Last month, I blogged about the CMO Survey that demonstrated how few companies are able to prove the impact of their social media activities quantitatively. And, that social media contributes little to company performance. So, now what?
The Leapfrog Marketing Institute’s 2016 Planning Report adds more fuel to the fire. The report focuses on how marketing executives are evolving their strategic and financial plans to become more consumer-centric. Yet, its findings show that marketing budgets seem to be less accountable to companies’ ROI this year over last. Huh?
Dave Reibstein, Professor of Marketing at the University of Pennsylvania’s Wharton School of Business has a hypothesis on why this is happening.

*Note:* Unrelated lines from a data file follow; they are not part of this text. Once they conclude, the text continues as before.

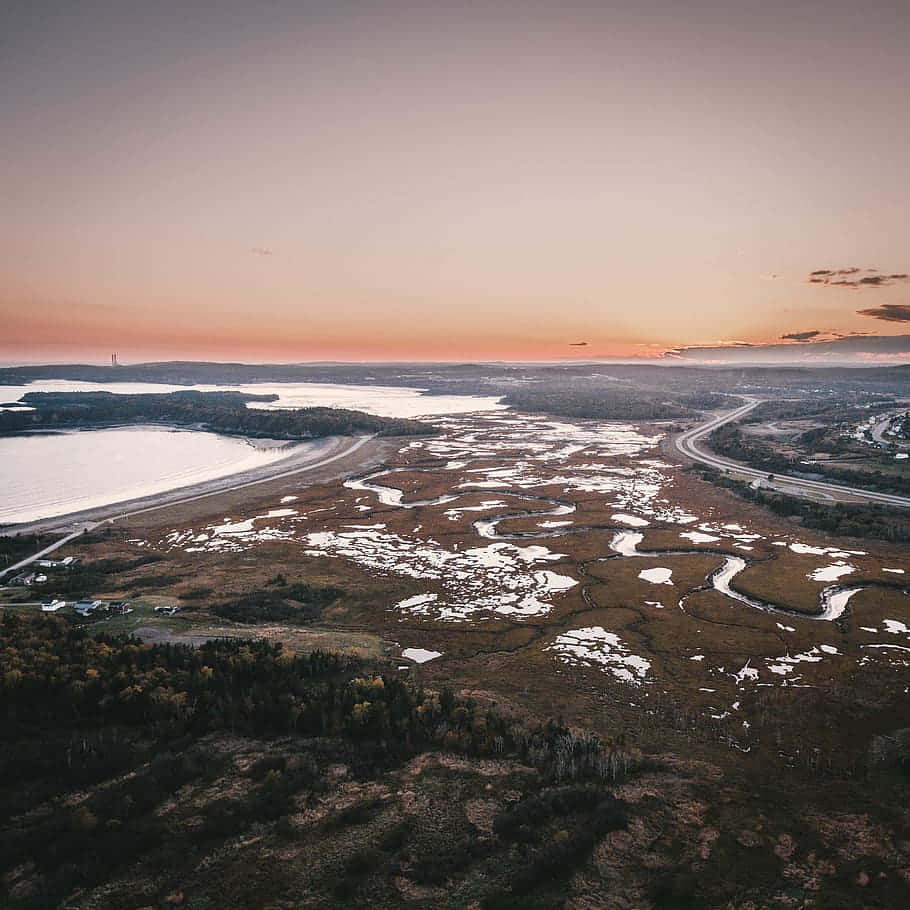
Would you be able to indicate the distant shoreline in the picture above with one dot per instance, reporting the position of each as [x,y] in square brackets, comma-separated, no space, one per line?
[309,455]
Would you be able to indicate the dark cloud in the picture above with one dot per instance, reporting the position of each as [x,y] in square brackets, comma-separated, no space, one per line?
[801,336]
[834,278]
[863,349]
[889,312]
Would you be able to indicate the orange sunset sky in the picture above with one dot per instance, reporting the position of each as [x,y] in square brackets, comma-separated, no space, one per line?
[298,181]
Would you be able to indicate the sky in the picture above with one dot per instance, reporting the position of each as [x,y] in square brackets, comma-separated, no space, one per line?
[297,181]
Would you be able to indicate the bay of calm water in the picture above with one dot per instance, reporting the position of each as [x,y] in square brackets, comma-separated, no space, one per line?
[383,401]
[42,476]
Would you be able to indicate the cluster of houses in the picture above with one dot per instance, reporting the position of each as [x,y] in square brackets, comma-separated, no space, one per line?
[91,607]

“This is really puzzling, he said. “My hypothesis was that in an era of ever-growing data availability, there would be an increase in measurable ROI. But there has been a huge rush to social media, despite the fact that when marketers are asked what it’s doing for them, they don’t know… but feel like they need to be there.”

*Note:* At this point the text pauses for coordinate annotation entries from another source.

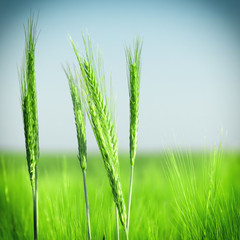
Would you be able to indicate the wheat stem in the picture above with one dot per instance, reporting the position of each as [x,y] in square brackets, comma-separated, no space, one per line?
[134,66]
[35,205]
[117,224]
[93,83]
[81,134]
[29,111]
[130,196]
[86,204]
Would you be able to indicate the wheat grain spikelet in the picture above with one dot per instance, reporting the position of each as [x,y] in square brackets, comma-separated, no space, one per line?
[93,82]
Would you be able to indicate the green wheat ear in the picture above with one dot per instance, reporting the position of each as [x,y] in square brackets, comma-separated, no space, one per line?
[79,117]
[29,111]
[81,134]
[29,99]
[93,82]
[134,67]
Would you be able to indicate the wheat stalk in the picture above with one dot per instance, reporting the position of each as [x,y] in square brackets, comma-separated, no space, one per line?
[134,67]
[29,111]
[81,134]
[93,82]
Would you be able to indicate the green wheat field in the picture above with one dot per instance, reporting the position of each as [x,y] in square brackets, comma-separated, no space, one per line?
[176,195]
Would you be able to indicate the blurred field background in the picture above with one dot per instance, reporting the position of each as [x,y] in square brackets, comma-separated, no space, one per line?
[155,203]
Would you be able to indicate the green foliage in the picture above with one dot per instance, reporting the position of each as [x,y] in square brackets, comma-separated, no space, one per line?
[203,209]
[134,67]
[155,214]
[79,117]
[29,99]
[93,82]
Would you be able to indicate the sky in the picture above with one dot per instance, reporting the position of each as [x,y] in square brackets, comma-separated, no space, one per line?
[190,76]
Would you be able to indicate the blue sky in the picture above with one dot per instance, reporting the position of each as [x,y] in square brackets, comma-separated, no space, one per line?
[190,78]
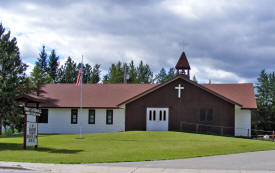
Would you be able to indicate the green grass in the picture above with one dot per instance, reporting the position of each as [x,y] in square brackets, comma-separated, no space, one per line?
[125,146]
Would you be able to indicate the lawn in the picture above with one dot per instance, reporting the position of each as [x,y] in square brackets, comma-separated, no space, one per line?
[125,146]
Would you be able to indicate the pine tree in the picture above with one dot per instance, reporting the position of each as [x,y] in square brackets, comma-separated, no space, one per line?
[195,79]
[144,73]
[40,70]
[171,73]
[264,117]
[132,72]
[161,76]
[12,77]
[42,60]
[53,66]
[95,75]
[87,72]
[68,72]
[116,73]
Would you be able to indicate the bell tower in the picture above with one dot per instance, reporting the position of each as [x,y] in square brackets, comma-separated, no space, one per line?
[183,66]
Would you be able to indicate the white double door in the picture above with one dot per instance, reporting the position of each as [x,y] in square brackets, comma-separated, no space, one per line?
[157,119]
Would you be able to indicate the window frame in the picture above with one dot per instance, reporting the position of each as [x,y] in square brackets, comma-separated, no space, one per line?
[112,116]
[208,115]
[42,120]
[91,115]
[72,114]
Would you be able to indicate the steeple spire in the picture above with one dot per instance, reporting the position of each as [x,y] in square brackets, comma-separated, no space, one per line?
[183,66]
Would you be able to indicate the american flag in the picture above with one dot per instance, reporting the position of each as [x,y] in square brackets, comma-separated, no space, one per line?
[78,81]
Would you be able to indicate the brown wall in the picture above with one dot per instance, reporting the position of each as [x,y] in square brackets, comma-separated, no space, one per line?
[187,108]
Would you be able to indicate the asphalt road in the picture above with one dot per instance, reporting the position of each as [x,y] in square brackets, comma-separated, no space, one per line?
[262,160]
[253,162]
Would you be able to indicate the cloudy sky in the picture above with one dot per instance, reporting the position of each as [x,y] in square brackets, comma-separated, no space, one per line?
[224,40]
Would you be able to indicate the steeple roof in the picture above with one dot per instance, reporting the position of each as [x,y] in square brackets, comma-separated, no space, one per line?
[183,62]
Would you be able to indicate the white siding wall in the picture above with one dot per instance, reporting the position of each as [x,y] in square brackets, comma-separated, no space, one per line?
[59,121]
[242,122]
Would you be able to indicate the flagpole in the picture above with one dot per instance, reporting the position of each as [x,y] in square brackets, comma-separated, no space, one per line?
[80,128]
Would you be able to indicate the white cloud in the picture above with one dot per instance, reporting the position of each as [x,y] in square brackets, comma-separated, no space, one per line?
[29,69]
[219,33]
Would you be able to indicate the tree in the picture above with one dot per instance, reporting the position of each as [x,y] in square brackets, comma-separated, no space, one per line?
[132,72]
[67,73]
[53,66]
[12,77]
[161,76]
[42,60]
[86,72]
[144,73]
[40,70]
[171,73]
[264,117]
[95,78]
[195,79]
[116,73]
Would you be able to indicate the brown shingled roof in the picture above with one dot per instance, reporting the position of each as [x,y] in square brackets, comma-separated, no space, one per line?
[113,95]
[94,95]
[240,93]
[183,62]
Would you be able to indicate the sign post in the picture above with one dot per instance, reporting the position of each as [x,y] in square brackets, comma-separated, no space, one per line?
[31,127]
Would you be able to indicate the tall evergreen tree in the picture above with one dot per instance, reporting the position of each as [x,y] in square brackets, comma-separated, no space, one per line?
[195,79]
[42,60]
[87,72]
[161,76]
[11,78]
[144,73]
[68,72]
[53,65]
[132,72]
[40,70]
[116,73]
[264,117]
[171,73]
[95,78]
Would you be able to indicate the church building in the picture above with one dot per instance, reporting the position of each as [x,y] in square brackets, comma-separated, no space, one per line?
[179,104]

Roger Tye, Allstate’s Senior Director of Consumer Engagement added, “The reality is that everything is measurable and there is always a proxy. Part of the issue may be that proper success measures were not set. As an example for social -what do ‘likes’ represent? Where do they fit into the overall conversion funnel? It is on us as marketers to test and innovate, but measure the right business goals and KPIs.” (Key performance indicators)
Years ago, in the pre-Internet era (no comments about age, please), we had to conduct marketing research to demonstrate the return on investment of marketing campaigns. And, if we were tight on budget, which we always were, we had no indication of success other than from anecdotal feedback.

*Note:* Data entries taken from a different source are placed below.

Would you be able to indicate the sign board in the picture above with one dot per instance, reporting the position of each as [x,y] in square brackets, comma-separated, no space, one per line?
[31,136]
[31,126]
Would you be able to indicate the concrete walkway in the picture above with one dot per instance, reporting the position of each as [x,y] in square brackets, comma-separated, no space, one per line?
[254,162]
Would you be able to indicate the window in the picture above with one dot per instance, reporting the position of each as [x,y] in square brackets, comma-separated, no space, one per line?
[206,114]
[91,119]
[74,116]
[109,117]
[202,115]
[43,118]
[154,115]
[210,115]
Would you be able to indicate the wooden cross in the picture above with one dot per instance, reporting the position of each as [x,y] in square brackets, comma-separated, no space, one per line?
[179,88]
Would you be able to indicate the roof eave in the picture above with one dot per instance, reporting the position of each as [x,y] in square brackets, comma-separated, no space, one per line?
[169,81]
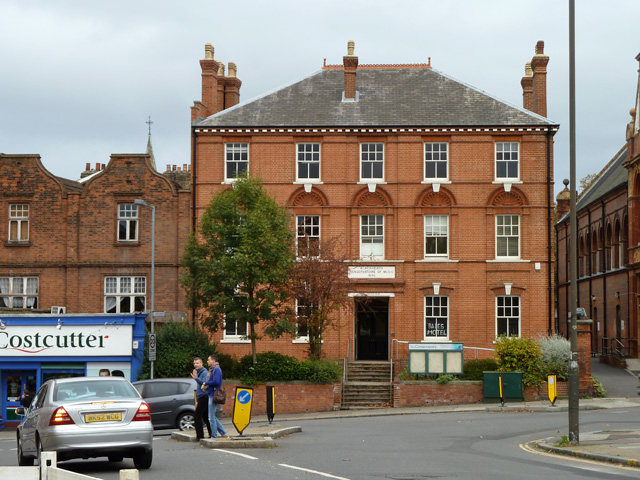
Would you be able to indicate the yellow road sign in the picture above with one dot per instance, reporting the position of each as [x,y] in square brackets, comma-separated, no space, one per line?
[242,408]
[553,388]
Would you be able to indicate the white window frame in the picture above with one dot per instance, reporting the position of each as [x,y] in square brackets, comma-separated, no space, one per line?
[308,154]
[443,157]
[506,232]
[506,313]
[236,153]
[128,222]
[19,292]
[368,238]
[507,149]
[443,305]
[300,338]
[122,287]
[307,232]
[366,158]
[18,217]
[235,337]
[436,234]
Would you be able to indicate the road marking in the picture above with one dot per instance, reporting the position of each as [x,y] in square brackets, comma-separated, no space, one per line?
[236,453]
[312,471]
[531,449]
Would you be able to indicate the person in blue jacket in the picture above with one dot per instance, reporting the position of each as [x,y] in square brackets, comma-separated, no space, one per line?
[199,374]
[214,380]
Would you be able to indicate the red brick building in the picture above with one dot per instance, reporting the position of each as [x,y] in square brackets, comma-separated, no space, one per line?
[608,254]
[85,245]
[441,193]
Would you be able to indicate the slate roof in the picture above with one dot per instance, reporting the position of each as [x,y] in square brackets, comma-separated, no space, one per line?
[610,178]
[391,97]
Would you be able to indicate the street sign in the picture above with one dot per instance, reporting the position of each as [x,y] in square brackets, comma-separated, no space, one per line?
[152,347]
[242,408]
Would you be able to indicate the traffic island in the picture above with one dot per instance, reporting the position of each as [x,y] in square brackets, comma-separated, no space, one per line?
[259,436]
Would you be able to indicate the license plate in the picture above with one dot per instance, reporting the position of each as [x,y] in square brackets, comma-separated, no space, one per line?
[103,417]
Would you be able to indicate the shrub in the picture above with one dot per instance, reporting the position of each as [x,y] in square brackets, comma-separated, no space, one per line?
[556,355]
[521,354]
[272,366]
[473,368]
[177,344]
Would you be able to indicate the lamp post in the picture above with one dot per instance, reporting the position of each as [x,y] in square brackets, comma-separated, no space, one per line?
[153,261]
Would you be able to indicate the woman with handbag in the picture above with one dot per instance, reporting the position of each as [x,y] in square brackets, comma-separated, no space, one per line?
[214,383]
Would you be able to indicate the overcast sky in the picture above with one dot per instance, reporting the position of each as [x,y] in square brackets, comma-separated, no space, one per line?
[78,79]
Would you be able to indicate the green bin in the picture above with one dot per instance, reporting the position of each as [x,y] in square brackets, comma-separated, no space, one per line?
[511,386]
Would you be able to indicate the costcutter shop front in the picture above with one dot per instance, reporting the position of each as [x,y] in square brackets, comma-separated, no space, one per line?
[35,348]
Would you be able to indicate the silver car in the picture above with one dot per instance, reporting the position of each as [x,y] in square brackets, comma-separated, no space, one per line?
[85,417]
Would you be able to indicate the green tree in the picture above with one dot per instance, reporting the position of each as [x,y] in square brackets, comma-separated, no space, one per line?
[237,266]
[320,286]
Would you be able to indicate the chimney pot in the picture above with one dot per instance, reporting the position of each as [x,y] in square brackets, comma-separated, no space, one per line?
[208,51]
[351,45]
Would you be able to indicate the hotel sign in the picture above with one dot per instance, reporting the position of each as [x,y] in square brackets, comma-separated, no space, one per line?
[69,341]
[372,271]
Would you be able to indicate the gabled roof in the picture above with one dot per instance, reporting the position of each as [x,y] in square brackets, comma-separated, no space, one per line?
[610,178]
[387,96]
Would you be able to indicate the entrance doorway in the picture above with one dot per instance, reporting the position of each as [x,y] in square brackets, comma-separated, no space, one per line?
[372,328]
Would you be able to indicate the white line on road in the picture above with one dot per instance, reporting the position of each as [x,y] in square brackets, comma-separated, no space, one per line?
[312,471]
[236,453]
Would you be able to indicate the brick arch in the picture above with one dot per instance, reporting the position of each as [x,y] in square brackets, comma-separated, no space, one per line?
[365,198]
[429,198]
[514,198]
[314,198]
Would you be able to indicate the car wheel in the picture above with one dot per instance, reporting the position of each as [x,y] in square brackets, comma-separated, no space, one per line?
[22,460]
[186,421]
[143,460]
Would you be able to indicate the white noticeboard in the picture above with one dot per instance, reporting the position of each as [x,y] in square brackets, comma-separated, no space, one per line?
[436,358]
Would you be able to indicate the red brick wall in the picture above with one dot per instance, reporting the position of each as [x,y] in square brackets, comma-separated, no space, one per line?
[73,232]
[472,281]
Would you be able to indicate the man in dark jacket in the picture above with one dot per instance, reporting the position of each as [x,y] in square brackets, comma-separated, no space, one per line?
[202,400]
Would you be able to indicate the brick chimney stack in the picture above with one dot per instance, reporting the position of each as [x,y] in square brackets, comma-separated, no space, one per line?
[539,64]
[350,62]
[527,87]
[232,87]
[209,105]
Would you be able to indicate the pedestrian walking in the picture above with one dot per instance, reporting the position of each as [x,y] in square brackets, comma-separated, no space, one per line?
[202,400]
[214,381]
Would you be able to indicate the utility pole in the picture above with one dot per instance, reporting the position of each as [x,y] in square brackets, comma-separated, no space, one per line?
[574,372]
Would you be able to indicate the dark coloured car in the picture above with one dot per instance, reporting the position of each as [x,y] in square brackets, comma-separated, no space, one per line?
[172,401]
[86,417]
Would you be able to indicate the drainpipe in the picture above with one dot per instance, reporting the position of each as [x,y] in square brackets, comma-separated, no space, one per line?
[551,244]
[193,195]
[604,276]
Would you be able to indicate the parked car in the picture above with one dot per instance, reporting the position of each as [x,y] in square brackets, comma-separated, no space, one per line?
[172,401]
[86,417]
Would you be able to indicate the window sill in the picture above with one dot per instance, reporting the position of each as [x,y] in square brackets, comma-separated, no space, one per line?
[437,260]
[17,243]
[508,260]
[122,243]
[368,260]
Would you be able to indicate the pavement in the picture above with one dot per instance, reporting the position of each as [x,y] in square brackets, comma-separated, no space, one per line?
[615,446]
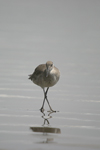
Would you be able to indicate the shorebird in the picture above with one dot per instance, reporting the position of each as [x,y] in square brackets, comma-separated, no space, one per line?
[45,76]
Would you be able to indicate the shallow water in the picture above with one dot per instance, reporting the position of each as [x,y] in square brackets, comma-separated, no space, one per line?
[32,35]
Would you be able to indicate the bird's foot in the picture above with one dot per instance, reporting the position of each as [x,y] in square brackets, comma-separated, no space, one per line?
[42,110]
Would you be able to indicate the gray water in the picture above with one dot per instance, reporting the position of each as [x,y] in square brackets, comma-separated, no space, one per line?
[67,33]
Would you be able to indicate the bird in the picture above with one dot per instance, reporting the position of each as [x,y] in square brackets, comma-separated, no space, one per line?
[45,76]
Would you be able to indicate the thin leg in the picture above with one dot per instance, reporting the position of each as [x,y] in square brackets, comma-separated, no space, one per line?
[48,101]
[42,110]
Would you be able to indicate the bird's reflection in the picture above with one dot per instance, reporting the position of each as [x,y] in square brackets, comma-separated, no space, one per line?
[46,127]
[46,117]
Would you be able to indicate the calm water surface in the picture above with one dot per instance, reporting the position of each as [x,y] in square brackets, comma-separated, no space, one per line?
[69,36]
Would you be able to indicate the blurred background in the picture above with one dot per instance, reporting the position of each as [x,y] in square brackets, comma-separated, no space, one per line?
[66,32]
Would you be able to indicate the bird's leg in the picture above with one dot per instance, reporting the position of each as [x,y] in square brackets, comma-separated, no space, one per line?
[48,101]
[42,108]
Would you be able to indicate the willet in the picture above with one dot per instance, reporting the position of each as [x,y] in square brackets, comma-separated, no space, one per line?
[45,76]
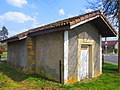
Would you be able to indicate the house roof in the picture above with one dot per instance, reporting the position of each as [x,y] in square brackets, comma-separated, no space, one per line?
[110,43]
[95,17]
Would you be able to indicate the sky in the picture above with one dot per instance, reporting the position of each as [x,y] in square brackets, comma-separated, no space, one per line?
[22,15]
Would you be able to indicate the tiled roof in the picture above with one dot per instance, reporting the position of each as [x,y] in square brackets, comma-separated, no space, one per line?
[69,21]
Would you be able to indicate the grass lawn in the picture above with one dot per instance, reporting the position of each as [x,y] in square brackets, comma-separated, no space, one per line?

With today’s plethora of data, it’s curious that marketers are still struggling to prove their campaigns’ worth. A drop in accountability for marketing budgets makes no sense at all.
Don’t follow the crowd just because certain tactics or channels are the flavor of the year. Develop a solid marketing plan focused on your customers and stick with the channels where they hang out and are likelier to engage and respond to your calls to action.
Never forget: What are your overarching business and marketing objectives?